Joint Communication and Computation for Emerging Applications in Next Generation of Wireless Networks

Emerging applications in next-generation wireless networks are driving the need for innovative communication and computation systems. Notable examples include augmented and virtual reality (AR/VR), autonomous vehicles, and mobile edge computing, all of which demand significant computational and communication resources at the network edge. These demands place a strain on edge devices, which are often resource-constrained. In order to incorporate available communication and computation resources, while enhancing user experience, this PhD research is dedicated to developing joint communication and computation solutions for next generation wireless applications that could potentially operate in high frequencies such as millimeter wave (mmWave) bands.

In the first thrust of this study, we examine the problem of energy-constrained computation offloading to edge servers in a multi-user multi-channel wireless network. To develop a decentralized offloading policy for each user, we model the problem as a partially observable Markov decision problem (POMDP). Leveraging bandit learning methods, we introduce a decentralized task offloading solution, where edge users offload their computation tasks to a nearby edge server using a selected communication channel. The proposed framework aims to meet user's requirements, such as task completion deadline and computation throughput (i.e., the rate at which computational results are produced).

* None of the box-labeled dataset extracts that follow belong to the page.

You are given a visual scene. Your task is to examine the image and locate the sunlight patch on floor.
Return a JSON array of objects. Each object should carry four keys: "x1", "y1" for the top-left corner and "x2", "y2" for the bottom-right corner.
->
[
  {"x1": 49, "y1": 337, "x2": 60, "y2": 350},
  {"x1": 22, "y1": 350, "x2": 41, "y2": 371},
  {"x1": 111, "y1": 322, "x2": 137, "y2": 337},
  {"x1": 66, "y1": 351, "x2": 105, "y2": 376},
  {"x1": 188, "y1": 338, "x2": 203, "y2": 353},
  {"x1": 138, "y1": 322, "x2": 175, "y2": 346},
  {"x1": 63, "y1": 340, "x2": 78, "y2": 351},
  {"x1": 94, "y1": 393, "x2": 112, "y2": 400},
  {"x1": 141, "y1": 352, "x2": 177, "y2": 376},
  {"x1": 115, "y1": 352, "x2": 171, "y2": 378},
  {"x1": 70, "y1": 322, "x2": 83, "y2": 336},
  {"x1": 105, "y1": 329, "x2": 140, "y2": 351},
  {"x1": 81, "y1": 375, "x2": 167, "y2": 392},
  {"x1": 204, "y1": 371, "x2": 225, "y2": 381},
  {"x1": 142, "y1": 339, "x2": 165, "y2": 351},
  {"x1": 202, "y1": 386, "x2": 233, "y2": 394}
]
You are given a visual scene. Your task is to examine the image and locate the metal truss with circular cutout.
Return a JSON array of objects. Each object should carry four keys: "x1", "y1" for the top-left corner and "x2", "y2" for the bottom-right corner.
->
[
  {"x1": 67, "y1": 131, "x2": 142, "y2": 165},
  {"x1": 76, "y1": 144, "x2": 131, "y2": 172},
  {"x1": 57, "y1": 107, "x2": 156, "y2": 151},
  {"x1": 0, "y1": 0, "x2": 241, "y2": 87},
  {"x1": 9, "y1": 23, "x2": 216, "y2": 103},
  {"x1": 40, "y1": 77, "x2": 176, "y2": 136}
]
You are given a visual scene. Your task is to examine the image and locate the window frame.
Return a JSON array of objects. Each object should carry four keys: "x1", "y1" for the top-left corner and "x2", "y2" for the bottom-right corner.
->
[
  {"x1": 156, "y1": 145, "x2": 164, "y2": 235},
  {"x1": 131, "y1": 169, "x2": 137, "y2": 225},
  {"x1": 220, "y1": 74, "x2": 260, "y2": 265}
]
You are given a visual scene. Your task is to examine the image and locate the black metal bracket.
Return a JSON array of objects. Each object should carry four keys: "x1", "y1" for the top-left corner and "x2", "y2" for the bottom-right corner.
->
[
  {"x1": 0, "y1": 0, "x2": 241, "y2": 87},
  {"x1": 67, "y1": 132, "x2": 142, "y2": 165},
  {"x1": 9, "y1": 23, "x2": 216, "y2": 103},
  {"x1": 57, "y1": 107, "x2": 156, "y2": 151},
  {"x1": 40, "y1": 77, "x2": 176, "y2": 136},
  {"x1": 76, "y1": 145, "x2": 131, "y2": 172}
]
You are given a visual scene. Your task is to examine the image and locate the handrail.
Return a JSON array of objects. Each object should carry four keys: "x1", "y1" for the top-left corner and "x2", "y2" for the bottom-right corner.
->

The second thrust of the study emphasizes user-driven requirements for these resource-intensive applications, specifically the Quality of Experience (QoE) in 2D and 3D video streaming. Given the unique characteristics of mmWave networks, we develop a beam alignment and buffer predictive multi-user scheduling algorithm for 2D video streaming applications. This scheduling algorithm balances the trade-off between beam alignment overhead and playback buffer levels for optimal resource allocation across users. Next, we extend our investigation and develop a joint rate adaptation and computation distribution algorithm for 3D video streaming in mmWave-based VR systems. Our proposed framework balances the trade-off between communication and computation resource allocation to enhance the users’ QoE. Our numerical results using real-world mmWave traces and 3D video dataset, show promising improvements in terms of video quality, rebuffering time, and quality variation perceived by users.